その中で色々と散策しているうちにこの世界が前世(?)にプレイしたファイナルアビスとほぼ同じものであることが判明した。
ゲームの世界に転生したと気がついた僕はとにかくレベルを上げた。寝る間を惜しんで上げた。上げまくった。
ゲームの世界に転生した事態に興奮したということもあるが、何よりも死にたくなかった。その甲斐もあってか苦労の末に僕のレベルはカンスト近くまで上り詰めた。
とは言えカンスト目前でも僕のステータスは主人公の最終ステータスと比べて明らかに劣る。そこら辺は所詮モブでしかないと言うことだろう。

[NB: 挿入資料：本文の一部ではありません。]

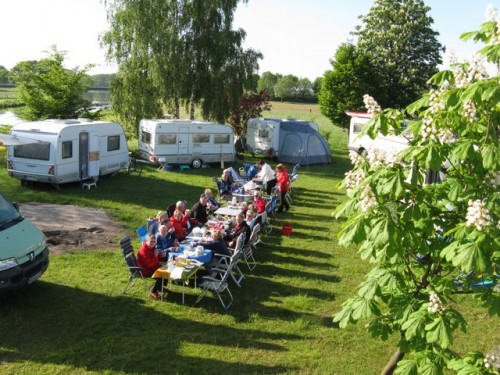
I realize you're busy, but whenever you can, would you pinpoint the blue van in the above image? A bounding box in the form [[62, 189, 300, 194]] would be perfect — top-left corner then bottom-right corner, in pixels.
[[0, 192, 49, 293]]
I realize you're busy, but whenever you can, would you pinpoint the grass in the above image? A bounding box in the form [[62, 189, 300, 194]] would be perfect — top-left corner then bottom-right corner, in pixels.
[[0, 103, 499, 374]]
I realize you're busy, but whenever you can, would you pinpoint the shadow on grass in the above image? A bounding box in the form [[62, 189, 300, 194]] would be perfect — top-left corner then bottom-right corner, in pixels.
[[0, 281, 296, 374]]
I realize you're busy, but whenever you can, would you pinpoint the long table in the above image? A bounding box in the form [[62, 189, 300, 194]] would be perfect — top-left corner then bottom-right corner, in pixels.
[[214, 206, 241, 216]]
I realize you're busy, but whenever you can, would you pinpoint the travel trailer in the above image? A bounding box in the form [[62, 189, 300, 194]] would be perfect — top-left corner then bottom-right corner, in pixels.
[[247, 118, 331, 165], [139, 119, 236, 168], [0, 191, 49, 290], [7, 119, 129, 185], [346, 112, 408, 154]]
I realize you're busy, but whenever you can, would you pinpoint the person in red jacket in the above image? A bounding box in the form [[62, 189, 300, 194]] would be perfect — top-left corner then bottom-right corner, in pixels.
[[170, 210, 190, 241], [137, 234, 162, 299], [276, 163, 290, 212], [253, 191, 266, 214]]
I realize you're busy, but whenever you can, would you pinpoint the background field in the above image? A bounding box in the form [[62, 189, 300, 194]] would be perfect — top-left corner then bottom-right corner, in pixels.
[[0, 103, 494, 374]]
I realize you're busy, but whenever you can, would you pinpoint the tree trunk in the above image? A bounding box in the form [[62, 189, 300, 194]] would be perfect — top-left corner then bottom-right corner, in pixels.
[[381, 348, 405, 375], [174, 95, 180, 119], [189, 100, 195, 120]]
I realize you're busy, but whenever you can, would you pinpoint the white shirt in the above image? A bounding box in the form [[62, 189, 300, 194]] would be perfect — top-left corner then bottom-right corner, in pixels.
[[255, 163, 275, 182]]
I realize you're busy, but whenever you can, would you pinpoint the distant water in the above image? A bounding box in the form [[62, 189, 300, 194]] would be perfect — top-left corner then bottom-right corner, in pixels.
[[0, 111, 24, 125]]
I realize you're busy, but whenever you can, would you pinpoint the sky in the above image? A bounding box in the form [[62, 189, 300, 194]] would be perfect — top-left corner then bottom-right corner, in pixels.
[[0, 0, 500, 81]]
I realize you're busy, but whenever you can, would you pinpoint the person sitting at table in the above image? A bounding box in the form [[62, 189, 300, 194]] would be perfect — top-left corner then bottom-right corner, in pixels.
[[253, 191, 266, 214], [189, 194, 208, 226], [245, 209, 255, 229], [220, 169, 238, 194], [254, 160, 276, 194], [170, 210, 189, 241], [156, 222, 179, 258], [225, 213, 252, 249], [276, 163, 290, 212], [137, 234, 162, 299], [205, 188, 221, 212], [247, 164, 259, 180], [167, 201, 186, 218], [200, 230, 232, 256]]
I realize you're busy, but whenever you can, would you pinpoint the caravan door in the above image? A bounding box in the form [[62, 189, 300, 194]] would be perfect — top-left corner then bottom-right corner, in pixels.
[[78, 132, 89, 181], [177, 127, 191, 163], [88, 133, 101, 177]]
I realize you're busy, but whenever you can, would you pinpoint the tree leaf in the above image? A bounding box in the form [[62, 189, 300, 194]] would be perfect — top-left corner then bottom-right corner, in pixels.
[[401, 311, 426, 341], [452, 241, 487, 273], [394, 359, 418, 375], [425, 315, 451, 349], [481, 144, 500, 170], [338, 215, 366, 246]]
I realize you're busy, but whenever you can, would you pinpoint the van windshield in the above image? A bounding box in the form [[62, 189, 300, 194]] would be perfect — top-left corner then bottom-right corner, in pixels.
[[14, 142, 50, 160], [0, 193, 23, 230]]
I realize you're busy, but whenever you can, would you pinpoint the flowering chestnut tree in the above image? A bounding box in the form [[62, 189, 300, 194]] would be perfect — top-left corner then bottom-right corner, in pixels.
[[334, 10, 500, 374]]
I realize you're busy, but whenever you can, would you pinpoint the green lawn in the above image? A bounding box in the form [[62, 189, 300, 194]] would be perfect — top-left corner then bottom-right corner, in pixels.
[[0, 105, 499, 374]]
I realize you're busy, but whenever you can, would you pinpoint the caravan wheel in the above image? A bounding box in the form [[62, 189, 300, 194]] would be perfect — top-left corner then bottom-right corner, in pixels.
[[191, 159, 203, 168]]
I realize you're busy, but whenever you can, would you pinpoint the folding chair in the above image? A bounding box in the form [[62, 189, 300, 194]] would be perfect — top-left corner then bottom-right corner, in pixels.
[[228, 167, 248, 186], [135, 225, 148, 243], [252, 210, 273, 234], [212, 177, 231, 200], [288, 164, 300, 178], [195, 233, 245, 310], [287, 173, 299, 197], [241, 224, 260, 271], [214, 233, 246, 287], [266, 195, 278, 219], [120, 237, 148, 294]]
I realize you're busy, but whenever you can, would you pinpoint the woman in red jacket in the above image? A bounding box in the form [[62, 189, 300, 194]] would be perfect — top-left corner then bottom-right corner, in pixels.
[[170, 210, 190, 241], [137, 234, 161, 299], [276, 163, 290, 212]]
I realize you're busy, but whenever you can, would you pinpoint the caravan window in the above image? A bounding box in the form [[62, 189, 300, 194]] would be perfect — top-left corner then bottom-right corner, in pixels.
[[158, 134, 177, 145], [259, 129, 269, 138], [108, 135, 120, 151], [214, 134, 229, 144], [62, 141, 73, 159], [14, 142, 50, 160], [141, 130, 151, 143], [352, 124, 365, 134], [193, 134, 210, 143]]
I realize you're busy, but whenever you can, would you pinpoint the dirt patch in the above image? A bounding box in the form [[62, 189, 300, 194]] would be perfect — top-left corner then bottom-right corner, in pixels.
[[19, 203, 127, 254]]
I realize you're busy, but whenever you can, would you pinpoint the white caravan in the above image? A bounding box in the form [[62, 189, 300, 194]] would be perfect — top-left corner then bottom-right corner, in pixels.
[[346, 112, 408, 154], [139, 119, 236, 168], [247, 118, 319, 156], [7, 119, 129, 185]]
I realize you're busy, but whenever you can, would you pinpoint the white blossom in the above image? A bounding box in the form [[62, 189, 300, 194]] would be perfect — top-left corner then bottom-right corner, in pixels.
[[467, 54, 488, 83], [465, 199, 491, 230], [384, 149, 401, 168], [444, 48, 458, 66], [462, 99, 477, 122], [345, 169, 365, 190], [438, 128, 457, 145], [366, 146, 385, 167], [422, 117, 438, 141], [427, 291, 446, 314], [363, 94, 382, 114], [453, 65, 470, 87], [429, 89, 446, 114], [485, 3, 498, 22], [361, 185, 378, 211], [349, 150, 363, 167], [484, 171, 500, 189]]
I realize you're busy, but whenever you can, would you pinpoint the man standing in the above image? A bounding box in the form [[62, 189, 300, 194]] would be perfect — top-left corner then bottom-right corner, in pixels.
[[190, 194, 208, 225], [254, 160, 277, 194]]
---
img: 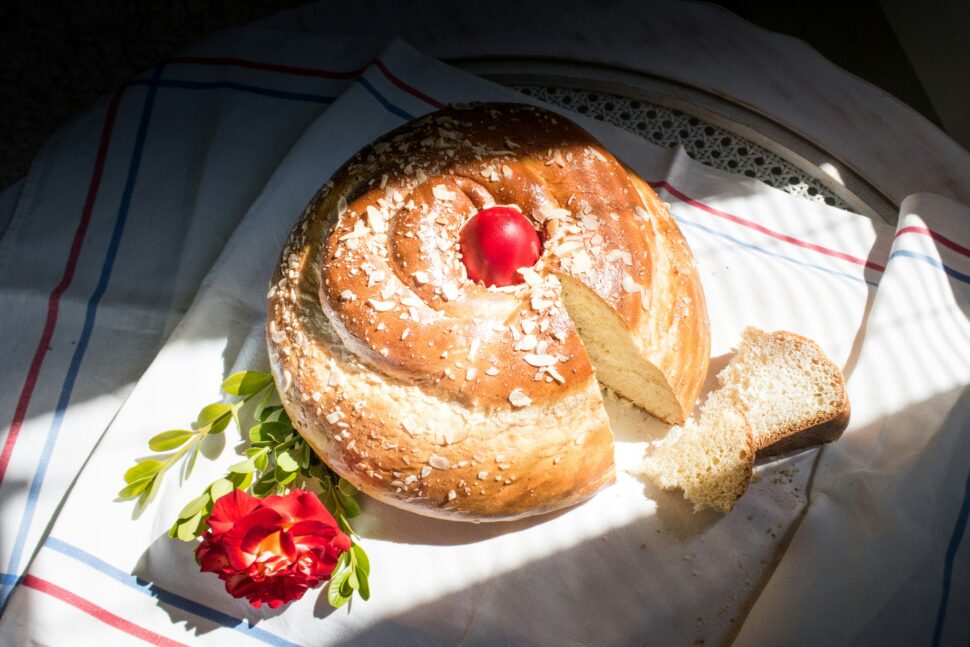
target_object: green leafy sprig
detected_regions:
[118,371,370,607]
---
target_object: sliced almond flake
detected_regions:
[546,366,566,384]
[515,334,539,351]
[431,184,455,202]
[581,213,600,231]
[552,238,583,258]
[623,274,640,294]
[367,270,387,288]
[531,297,555,312]
[523,353,558,367]
[367,299,395,312]
[509,389,532,407]
[586,146,607,162]
[411,270,431,285]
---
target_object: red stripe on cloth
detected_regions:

何故そこまで必死になったかといえば、このゲームがハッキリ言ってクソゲーだからだ。ゲームバランスもさることながら世界観も滅茶苦茶。何を考えたのか古今東西の神話における人気どころをごった煮ミックス欲張りセットを決め込んだクソ内容という。本編ストーリー自体は大変出来が良いと評判なだけにより残念極まりない。
そんなわけもあって非常に残念なことだが、様々な神話体系の神々が跋扈するこの世界は常に破滅と隣り合わせだ。薄氷一枚でなんとか崩壊せずに済んでいるといってもいい。まじでゲームバランス考えろ?
しかも、しかもだ。ゲームが現実化した影響なのか弊害なのか。様々な差異が発生していた。
「ん? どしたのモブ君。そんなに見つられると照れちゃうよ?」
そのもっともな例が僕の目の前で何故か可愛く首を傾げるメインヒロイン様だ。年不相応な呆気なさが残る童顔にミディアムヘアをハーフアップサイドテールに纏めた桃髪美少女。
何の因果か彼女は原作主人公と共に行動をしていない。控えめにいってヤバイわよ。
あれか。学園入学当初にボンボン貴族を原作知識をフル活用してからかっていたのが悪かったのか。それで目をつけられたのか。クソが。
「ちょ、こいつ息してねーぞっ!?」
あーほんとヤバイ。ゲロ吐きそう。視界の端で僕の前に不死王と対峙したらしい主人公様が冥界へとお散歩している件について。周辺にいた生徒達に必死に担がれ医務室に運ばれていった。一応主人公だし死なないよね?
「相変わらずモブ君の周りは賑やかだねぇ」
いつの間にか僕の隣に立っていたリッカは腕を組み、したり顔でウンウンと頷いていた。
えぇ本当にね。主に君のせいで本当に大変ですよ。謝罪と賠償を要求したいレベル。
君が主人公と行動をしていないせいで僕は尻拭いに奔走する毎日なんですけど。さっきの不死王だって本来であれば僕ではなくリッカと主人公が倒すはずだった敵だ。
「ていうかなんで熱血君と行動してなかったのさ。あれだけ釘をさしておいたじゃん」
「いやーなんていうか? それだとモブ君が一人ぼっちで寂しいかなーと」
かなーじゃないんだが。洒落にならないんだが。
しかしリッカは僕の心境などお構いなしと言わんばかりにケラケラと笑った。
「どうしてこうなった……」
制御不能なメインヒロイン。タンカに担がれ今にも地獄へと放り投げられそうな原作主人公。あまりにも混沌すぎる状況に僕はただただ頭を抱えるしかなかった。